Samantha Walker said she loves telling the story of how the community has been the catalyst/foundation for the Strickland Cancer Center. She came on board in 2005 when the cancer treatment was located at the former Meadows Hospital site on Meadows Lane. Cancer care moved with Meadows to its new building in 2011 but soon after, a community-wide campaign was begun to build a Cancer Center as an independent structure on the campus of Meadows Hospital.
It was a “huge investment” of time and labor which garnered tremendous community backing, she said. Hospital employees demonstrated their support through a program called, “The Choice,” which allowed them to contribute to the construction of the Center through payroll deduction for up to two years. A wall at the Center lists the names of each of those employees. “It is the backbone and foundation for what we have here,” Walker said of those who donated to and advocated for the Center. “The building is bricks and mortar, but when we walk through the lobby, we see plaques that are a tangible representation of our community, patients, neighbors, and their huge donations. They wanted this Center to be here.” The new alliance honors that legacy.
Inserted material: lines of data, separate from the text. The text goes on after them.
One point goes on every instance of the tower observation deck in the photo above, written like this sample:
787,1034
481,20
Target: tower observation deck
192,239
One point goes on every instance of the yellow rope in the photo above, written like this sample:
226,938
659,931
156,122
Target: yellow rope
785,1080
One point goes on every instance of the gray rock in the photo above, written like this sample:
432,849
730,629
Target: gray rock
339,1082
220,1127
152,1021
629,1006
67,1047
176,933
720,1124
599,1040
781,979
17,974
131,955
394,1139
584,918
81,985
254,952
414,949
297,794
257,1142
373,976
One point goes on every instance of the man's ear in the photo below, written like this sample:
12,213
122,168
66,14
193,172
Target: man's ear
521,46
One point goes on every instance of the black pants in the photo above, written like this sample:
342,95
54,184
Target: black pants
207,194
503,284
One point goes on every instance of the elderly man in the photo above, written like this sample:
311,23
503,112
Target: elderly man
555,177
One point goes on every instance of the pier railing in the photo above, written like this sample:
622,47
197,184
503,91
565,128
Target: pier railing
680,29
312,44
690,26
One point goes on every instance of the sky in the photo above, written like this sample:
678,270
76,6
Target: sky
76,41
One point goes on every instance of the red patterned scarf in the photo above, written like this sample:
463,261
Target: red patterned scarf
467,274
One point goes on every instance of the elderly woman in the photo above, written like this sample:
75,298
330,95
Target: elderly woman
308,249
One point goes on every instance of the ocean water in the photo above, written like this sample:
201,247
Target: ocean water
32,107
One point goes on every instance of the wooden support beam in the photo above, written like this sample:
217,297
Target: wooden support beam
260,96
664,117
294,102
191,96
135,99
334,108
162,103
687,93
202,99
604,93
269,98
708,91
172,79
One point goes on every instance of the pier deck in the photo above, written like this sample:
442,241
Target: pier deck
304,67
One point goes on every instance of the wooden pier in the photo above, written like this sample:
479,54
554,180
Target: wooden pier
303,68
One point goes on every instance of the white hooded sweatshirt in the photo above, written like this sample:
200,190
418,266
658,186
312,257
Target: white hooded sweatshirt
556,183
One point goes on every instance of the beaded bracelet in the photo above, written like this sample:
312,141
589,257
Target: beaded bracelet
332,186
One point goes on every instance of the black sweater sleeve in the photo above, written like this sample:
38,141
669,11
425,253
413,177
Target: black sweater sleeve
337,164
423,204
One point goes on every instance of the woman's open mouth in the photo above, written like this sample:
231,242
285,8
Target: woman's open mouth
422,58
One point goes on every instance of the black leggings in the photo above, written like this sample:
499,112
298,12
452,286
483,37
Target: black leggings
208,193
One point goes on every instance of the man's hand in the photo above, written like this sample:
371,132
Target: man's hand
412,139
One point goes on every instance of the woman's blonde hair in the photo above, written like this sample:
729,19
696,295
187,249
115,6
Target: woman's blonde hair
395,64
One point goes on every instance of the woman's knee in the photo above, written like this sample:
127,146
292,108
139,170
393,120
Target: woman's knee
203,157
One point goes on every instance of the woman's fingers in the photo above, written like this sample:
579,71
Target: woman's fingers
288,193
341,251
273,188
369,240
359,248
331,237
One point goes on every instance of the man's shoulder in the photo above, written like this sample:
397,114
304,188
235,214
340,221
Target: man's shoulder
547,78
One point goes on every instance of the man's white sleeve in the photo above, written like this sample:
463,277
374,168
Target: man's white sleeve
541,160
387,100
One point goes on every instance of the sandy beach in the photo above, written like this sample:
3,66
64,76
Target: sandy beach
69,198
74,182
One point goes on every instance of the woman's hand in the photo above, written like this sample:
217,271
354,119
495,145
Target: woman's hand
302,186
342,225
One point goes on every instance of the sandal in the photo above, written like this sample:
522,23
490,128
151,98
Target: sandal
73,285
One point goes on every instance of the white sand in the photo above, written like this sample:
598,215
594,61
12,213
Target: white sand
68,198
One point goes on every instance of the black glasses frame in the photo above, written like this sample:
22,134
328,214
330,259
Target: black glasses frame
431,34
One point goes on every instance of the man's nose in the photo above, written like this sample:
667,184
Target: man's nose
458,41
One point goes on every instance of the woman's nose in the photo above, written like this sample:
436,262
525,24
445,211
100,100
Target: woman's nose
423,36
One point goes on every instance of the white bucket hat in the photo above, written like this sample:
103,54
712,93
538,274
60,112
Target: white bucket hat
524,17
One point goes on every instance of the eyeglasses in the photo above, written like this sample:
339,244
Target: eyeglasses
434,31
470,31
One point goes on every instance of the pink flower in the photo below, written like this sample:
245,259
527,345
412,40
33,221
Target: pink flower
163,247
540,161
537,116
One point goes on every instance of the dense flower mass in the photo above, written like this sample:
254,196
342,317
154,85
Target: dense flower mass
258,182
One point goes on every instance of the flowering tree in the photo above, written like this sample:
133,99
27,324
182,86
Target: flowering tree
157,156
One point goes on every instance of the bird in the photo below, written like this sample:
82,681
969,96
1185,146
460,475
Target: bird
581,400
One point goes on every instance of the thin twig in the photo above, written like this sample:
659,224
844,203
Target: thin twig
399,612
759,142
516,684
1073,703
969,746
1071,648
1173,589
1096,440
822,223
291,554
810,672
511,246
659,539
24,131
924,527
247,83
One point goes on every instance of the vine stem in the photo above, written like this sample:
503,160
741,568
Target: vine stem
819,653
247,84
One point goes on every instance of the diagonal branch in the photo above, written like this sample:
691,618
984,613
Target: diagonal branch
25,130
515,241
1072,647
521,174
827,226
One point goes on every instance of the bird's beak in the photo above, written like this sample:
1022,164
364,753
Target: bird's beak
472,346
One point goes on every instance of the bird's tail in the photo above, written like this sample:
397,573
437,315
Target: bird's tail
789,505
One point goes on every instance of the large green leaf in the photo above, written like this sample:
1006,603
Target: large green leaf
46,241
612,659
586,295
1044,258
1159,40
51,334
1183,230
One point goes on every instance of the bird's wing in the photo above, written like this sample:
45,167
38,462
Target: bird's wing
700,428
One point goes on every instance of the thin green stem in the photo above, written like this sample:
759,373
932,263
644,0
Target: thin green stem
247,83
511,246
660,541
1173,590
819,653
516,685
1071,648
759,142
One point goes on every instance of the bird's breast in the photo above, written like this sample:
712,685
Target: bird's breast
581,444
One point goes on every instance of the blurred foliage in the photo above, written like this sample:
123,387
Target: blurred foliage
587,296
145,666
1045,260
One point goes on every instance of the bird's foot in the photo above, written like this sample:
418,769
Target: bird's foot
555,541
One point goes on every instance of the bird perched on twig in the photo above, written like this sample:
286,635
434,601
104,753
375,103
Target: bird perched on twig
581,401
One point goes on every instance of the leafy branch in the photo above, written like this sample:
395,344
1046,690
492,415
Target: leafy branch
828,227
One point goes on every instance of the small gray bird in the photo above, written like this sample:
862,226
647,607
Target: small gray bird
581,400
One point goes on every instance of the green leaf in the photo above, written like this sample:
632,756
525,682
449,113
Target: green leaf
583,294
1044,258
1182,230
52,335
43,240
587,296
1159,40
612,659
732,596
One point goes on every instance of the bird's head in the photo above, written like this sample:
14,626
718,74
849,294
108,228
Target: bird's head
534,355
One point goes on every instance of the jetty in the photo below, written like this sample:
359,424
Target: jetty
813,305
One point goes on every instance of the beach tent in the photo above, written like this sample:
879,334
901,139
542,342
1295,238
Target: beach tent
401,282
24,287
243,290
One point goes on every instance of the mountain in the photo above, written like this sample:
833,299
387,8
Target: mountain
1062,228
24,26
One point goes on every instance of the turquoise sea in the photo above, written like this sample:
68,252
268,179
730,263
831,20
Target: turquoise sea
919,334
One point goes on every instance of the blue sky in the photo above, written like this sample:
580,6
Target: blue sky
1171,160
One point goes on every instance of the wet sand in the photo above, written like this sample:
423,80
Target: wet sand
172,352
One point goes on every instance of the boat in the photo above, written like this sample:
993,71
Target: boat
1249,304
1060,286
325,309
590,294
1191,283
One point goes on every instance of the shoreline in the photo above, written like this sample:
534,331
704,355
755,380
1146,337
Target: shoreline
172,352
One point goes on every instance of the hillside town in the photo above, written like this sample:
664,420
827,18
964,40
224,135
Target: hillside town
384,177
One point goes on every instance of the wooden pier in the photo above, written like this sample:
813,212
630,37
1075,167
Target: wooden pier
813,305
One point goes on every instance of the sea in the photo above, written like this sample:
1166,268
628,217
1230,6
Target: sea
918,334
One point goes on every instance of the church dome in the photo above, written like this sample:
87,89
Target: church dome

“We are privileged to have this Center here. It is a gem. We are grateful to be a part of it, and we have a responsibility and commitment to continue ensuring the community has access to the best cancer treatment,” Hasbrouck said.
Hasbrouck concluded, “The Center will have access to a dozen tumor boards at Memorial which are specific to various tumor sites. Dr. Negrea and his team, as well as subspecialists, radiologists, pathologists, cardio-thoracic surgeons and others who are part of a multidisciplined group, will make decisions with Meadows as a team. The Center can access the latest clinical therapies, clinical trials, and research studies across the network. That is powerful to be bringing that here for our patients.” About the Tommy and Shirley Strickland Cancer Treatment Center The Tommy and Shirley Strickland Cancer Center at Meadows offers the latest in chemotherapy and radiation technology to South Georgia. In addition to the offering the area’s top oncologists, surgeons and support specialists who work collectively to create personalized treatment plans, the Center provides a nurse navigator who offers guidance and support throughout the treatment; a nutritionist who provides a customized nutrition plan as needed; physical therapists to help patients maintain strength during treatment and recovery; as well as survivor coordinators to provide post-treatment support. The Center also offers connections to support groups for patients and their families. About Low Country Cancer Care (LCCC) The LCCC team also has a practice at the Memorial Health Curtis and Elizabeth Anderson Cancer Institute (ACI) in Savannah. Since starting ACI, the LCCC team has enhanced cancer services, improved patient access and doubled the number of physicians providing cancer care at this location.
In conjunction with AON, LCCC offers a complete service line of medical cancer care with in-house lab, pathology, infusion and specialty pharmacy services. Patients benefit from faster results with AON pathology and less wait times for certain oral cancer medications with AON pharmacy.
Services include diagnosis, treatment, care management and patient support.
LCCC participates in the Oncology Care Model, a national healthcare initiative which seeks to provide higher quality, better coordinated oncology care at lower cost. About the American Oncology Network (AON) “We’re excited about this partnership,” said Shelly Glenn, Chief Growth and Relationship Officer for AON. “We started the organization in 2018. Now we have 170 providers in more than 70 locations n 16 states, from Washington State to Brunswick, Georgia.”
AON is an alliance of physicians and healthcare leaders dedicated to ensuring the long-term success and viability of oncology and hematology diagnosis and treatment in community- based settings. It is the fasted growing network of community oncology practices delivering oncology practices delivering local access to cancer care.